Kaum ein Beruf hat die weltweite Repräsentation Schweizer Kulinarik so geprägt, wie der des Zuckerbäckers aus Graubünden. Sankt Petersburg, Marseille, South Hampton und Palermo – überall in Europa konnten Kunden die Süsswaren und Kaffeespezialitäten der Schweizer Konditoren kaufen und geniessen. Eine Tradition, die nicht aus der Heimat der Bäcker stammt, sondern sich durch einen regen Austausch der Konditoren Familien überall auf der Welt manifestierte. Doch wie kam es eigentlich zu der Berühmtheit der Süsswarenproduzenten? Und welche Bürden mussten sie teilweise auf sich nehmen, um ein erfolgreiches Leben im Ausland führen zu können?
Wir haben die spannendsten Fakten rund um die Geschichte der Graubündner Zuckerbäcker für Sie zusammengefasst. Denn um etwas Spannendes zu erleben, muss man oft gar nicht verreisen. Die grössten Schätze findet man manchmal vor der eigenen Haustür.
Wenn Sie heutzutage über die Schweizer Zuckerbäcker lesen, klingen die Geschichten oft wie ein Märchen. Doch hinter dem weltweiten Ruhm und den zahlreichen Erfolgsgeschichten stehen viel harte Arbeit, Durchhaltevermögen und der Aufbruch ins Ungewisse. Der Ursprung der Zuckerbäckerbewegung war nämlich schlichtweg die Armut. Traditionell brachen die Söhne einer Familie aus der Region um Graubünden mit 14 bis 15 Jahren, nach ihrer Kommunion, in die Ferne auf. Viele der angehenden Konditoren verschlug es anfangs in die Hauptzentren der Bewegung: Venedig, Palermo, Florenz oder Triest. Aufgrund eines Handelsstreits zwischen Italien und der Schweiz reisten viele der Zuckerbäcker nach 1766 in ganz Europa herum. So breitete sich die Tugend der fleissigen Arbeiter in viele verschiedene Länder aus. Eine Tradition, die nicht nur einen grossen Kundenstamm sicherte, sondern auch der Schweizer Qualität zu europaweiter Bekanntheit verhalf.

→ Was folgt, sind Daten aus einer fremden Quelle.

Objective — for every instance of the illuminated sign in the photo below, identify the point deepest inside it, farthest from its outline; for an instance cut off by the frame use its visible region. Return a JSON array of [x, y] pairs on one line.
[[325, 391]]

Doch die Geschichten der Zuckerbäcker sind nicht nur von Erfolgserlebnissen geprägt. Die Branche, in der Kinderarbeit als Regel galt, forderte auch ihre Tribute. Mittellos, verzweifelt und auf sich allein gestellt, zogen viele junge Zuckerbäcker in eine unbekannte Zukunft. Doch der Mut und Fleiss vieler junger Männer zahlte sich aus. Im 19. Jahrhundert waren Zehntausende der Bündner Zuckerbäcker in Europa verteilt, betrieben Lokale, Konditoreien und Kaffeehäuser, in denen sie begeisterte Kunden mit süssen Gaumenfreuden verwöhnten.

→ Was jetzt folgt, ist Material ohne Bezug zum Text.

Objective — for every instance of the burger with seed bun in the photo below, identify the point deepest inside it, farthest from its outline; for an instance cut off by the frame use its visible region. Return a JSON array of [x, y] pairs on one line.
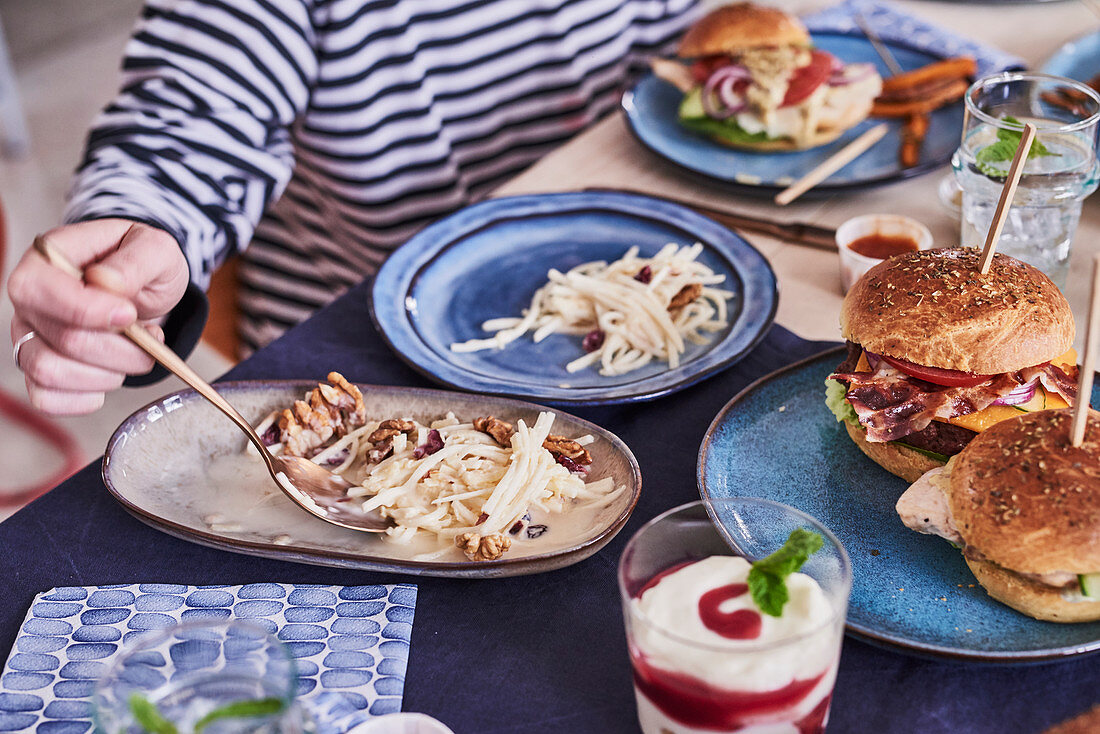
[[1023, 505], [760, 85], [938, 353]]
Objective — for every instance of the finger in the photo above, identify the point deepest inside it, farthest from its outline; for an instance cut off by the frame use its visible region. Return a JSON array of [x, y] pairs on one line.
[[62, 403], [47, 370], [87, 242], [147, 269], [39, 291], [109, 350]]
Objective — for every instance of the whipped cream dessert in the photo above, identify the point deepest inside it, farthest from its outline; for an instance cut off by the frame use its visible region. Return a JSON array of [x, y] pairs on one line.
[[706, 659]]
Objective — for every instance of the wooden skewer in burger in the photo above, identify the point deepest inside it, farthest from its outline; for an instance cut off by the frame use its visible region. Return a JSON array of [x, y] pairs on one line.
[[1022, 502], [939, 351]]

Das Handwerk der Bündner Zuckerbäcker unterscheidet sich massgeblich von dem Schaffen der Konditoren in der heutigen Zeit. Weit entfernt von Industrialisierung und der Arbeit mit Maschinen, wurde von den Bündner Zuckerbäckern grundsätzlich alles von Hand hergestellt. Ob Marzipanmasse, Schokoladenmousse oder Limonaden – die Spezialitäten der Schweizer Bäcker waren alle hochwertig und individuell. Neben Süsswaren und Kaffee, verstanden sich einige der Auswanderer auch in der Zubereitung von Konfitüre, sowie dem Destillieren von Likör.
Auch der Kaffee hat in der Geschichte der Zuckerbäcker einen ganz besonderen Platz. Wussten Sie, dass es die Schweizer Auswanderer waren, die in Venedig als Erste den koffeinhaltigen Wachmacher ausschenkten? Doch die Popularität der Kaffeehausbetreiber in den engen Gassen Venedigs zog auch zahlreiche Neider an. Trotz, oder vielleicht genau wegen Ihres Erfolgs waren die Schweizer Zuckerbäcker in der italienischen Stadt bald nicht mehr gern gesehen.

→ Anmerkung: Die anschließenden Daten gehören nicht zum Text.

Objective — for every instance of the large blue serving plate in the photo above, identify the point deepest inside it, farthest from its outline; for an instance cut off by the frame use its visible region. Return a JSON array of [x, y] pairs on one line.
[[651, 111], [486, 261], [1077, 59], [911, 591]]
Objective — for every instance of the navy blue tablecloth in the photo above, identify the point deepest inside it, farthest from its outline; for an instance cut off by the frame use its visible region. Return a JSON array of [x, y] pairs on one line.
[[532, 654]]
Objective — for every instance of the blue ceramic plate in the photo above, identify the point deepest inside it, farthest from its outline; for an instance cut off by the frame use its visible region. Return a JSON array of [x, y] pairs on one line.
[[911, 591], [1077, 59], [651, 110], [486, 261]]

Ihnen läuft das Wasser im Mund zusammen und Sie würden gern einmal selbst die Köstlichkeiten der Bündner Zuckerbäcker kosten? Leider haben die erfolgreichen Konditoren ihr Handwerk überall in Europa bekannt gemacht, in ihrer Heimat jedoch gibt es nahezu keine Spuren der kulinarischen Vergangenheit. Das Café Hanselmann in St. Moritz ist zwar keine originale Graubündner Gründung, orientiert sich aber dennoch stark an den Zuckerbäckern der Vergangenheit. Ein Tipp für alle Schweizer, die 2020 lieber zu Hause verbringen und trotz schwieriger Bedingungen kleine kulinarische Reisen in ihrem Heimatland planen.